Tuesday, Jun. 23, 2009

Tobacco

On June 22, 2009, President Obama signed a bill that could prove a damaging blow to Big Tobacco, granting the FDA for the first time the power to regulate the industry's products and marketing. The legislation allows the agency to set product standards and ban some chemical ingredients, and requires the industry to lower nicotine levels in cigarettes. The law also bans flavored cigarettes (with the exception of menthol), restricts advertising in magazines read frequently by youths and mandates that the industry prove or stop claiming that products are "light," "mild" or "low tar," labels that mislead smokers into thinking products are safe when they are not.

"We now have an opportunity to really make a difference with what is probably the No. 1 public-health concern in the nation and the world," FDA commissioner Margaret Hamburg said.

But the tobacco wars are not over just yet. Not included in the latest legislation are electronic cigarettes — dissolvable tobacco tablets and other smokeless nicotine alternatives, which have been gaining in popularity in recent years. E-cigarettes are battery powered and usually come with replaceable cartridges that contain nicotine, a fruit or menthol flavoring and liquid propylene glycol, which is used to create artificial mist (propylene glycol is also used in antifreeze). Antismoking organizations warn that both their novelty and their relative accessibility (they can be purchased online and in malls) may make e-cigarettes particularly attractive to children and young adults, a claim heavily disputed by manufacturers.
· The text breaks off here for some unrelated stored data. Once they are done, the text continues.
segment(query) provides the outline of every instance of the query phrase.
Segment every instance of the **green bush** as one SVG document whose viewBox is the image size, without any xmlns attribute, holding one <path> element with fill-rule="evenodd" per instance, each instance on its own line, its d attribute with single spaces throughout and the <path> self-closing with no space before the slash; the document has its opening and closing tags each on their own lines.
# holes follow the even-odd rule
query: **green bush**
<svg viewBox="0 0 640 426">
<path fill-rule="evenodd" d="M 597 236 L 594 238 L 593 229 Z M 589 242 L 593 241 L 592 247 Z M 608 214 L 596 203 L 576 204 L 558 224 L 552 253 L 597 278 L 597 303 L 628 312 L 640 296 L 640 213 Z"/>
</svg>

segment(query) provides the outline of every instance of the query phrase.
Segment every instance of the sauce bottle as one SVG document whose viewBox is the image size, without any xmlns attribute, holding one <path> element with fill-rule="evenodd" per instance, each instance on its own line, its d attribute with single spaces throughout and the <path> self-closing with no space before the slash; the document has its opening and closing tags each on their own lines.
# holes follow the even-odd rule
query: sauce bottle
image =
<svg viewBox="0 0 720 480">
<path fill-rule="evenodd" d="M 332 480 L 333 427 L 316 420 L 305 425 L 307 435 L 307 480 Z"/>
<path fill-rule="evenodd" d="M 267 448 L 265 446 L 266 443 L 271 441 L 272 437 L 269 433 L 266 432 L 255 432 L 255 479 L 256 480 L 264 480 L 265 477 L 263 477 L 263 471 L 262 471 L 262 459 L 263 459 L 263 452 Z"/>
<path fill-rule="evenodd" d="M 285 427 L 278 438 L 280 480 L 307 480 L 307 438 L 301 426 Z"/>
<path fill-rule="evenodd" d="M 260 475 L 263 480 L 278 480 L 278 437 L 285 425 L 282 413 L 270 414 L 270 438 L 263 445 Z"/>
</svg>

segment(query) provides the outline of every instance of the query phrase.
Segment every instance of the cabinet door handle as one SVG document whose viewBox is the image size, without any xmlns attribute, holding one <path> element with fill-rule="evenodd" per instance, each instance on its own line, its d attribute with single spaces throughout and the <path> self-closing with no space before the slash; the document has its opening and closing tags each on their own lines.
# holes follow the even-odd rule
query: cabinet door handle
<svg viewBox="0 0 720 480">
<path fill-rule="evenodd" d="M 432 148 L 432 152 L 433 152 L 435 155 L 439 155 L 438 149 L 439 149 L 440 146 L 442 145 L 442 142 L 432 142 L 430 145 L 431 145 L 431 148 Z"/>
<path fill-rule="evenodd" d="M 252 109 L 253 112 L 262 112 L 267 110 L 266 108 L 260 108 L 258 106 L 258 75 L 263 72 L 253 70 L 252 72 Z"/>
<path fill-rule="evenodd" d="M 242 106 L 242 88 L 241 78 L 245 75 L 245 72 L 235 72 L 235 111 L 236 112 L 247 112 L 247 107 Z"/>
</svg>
E-cigarettes, which are marketed as "safer" cigarettes and which thousands of smokers are using in place of traditional ones, remain unapproved and untested by the government. New Jersey Senator Frank Lautenberg has asked the FDA to take them off the market until safety studies can be conducted. The agency has already taken steps to prevent them from being imported into the country from manufacturers in China and elsewhere, but consumers can still purchase the inventory already in stock.